Once contaminated by malicious software that turned over control to an unknown actor, the servers became a botnet – an army of zombie machines that did what they were told. On Sept. 18, the botnet was told to send data packets to strike Bank of America's servers, finally swamping them. The false flag, says Mr. Holden, was the effort by a tiny hacktivist campaign to provide cover for the huge botnet strike.
Bank of America was that day's target. JPMorgan Chase and Citigroup were hit later that week, causing their websites to slow or become inaccessible. Then, on Tuesday, Sept. 24, also between 9 and 10 a.m., attacks began again – this time directed at Wells Fargo. The next day, U.S. Bancorp and PNC's website were knocked down for a time, according to media reports.
The attacks seemed more sophisticated than what is typical for a DDoS incident, some experts say.

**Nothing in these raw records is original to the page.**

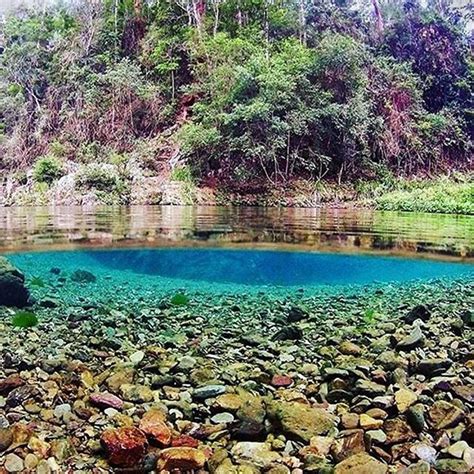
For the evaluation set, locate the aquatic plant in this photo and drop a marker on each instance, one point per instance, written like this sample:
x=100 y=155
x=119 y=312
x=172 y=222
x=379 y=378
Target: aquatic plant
x=83 y=276
x=24 y=319
x=37 y=281
x=369 y=316
x=179 y=299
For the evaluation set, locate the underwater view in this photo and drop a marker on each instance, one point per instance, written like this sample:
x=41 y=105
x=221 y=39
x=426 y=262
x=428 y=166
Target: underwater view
x=200 y=340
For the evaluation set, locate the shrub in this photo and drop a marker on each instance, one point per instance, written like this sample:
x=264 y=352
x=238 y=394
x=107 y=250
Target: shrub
x=100 y=176
x=182 y=174
x=47 y=169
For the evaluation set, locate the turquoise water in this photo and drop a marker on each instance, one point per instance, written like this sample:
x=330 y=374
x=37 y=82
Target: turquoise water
x=180 y=267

"It's not just a volumetric attack," says Scott Hammack, chief executive officer of Prolexic, a computer security firm with close ties to the financial industry. "The perpetrators really did their homework. This isn't a kid in his bedroom in Brooklyn doing these attacks. They've done months of reconaissance."
Michael Smith, a senior security expert at Akamai Technologies, a Boston-based Web-acceleration company that on any given day processes as much as one-third of all World Wide Web traffic through its 130,000 global servers, isn't buying the idea that the cyberattacks on the banks were the work of hacktivists, either.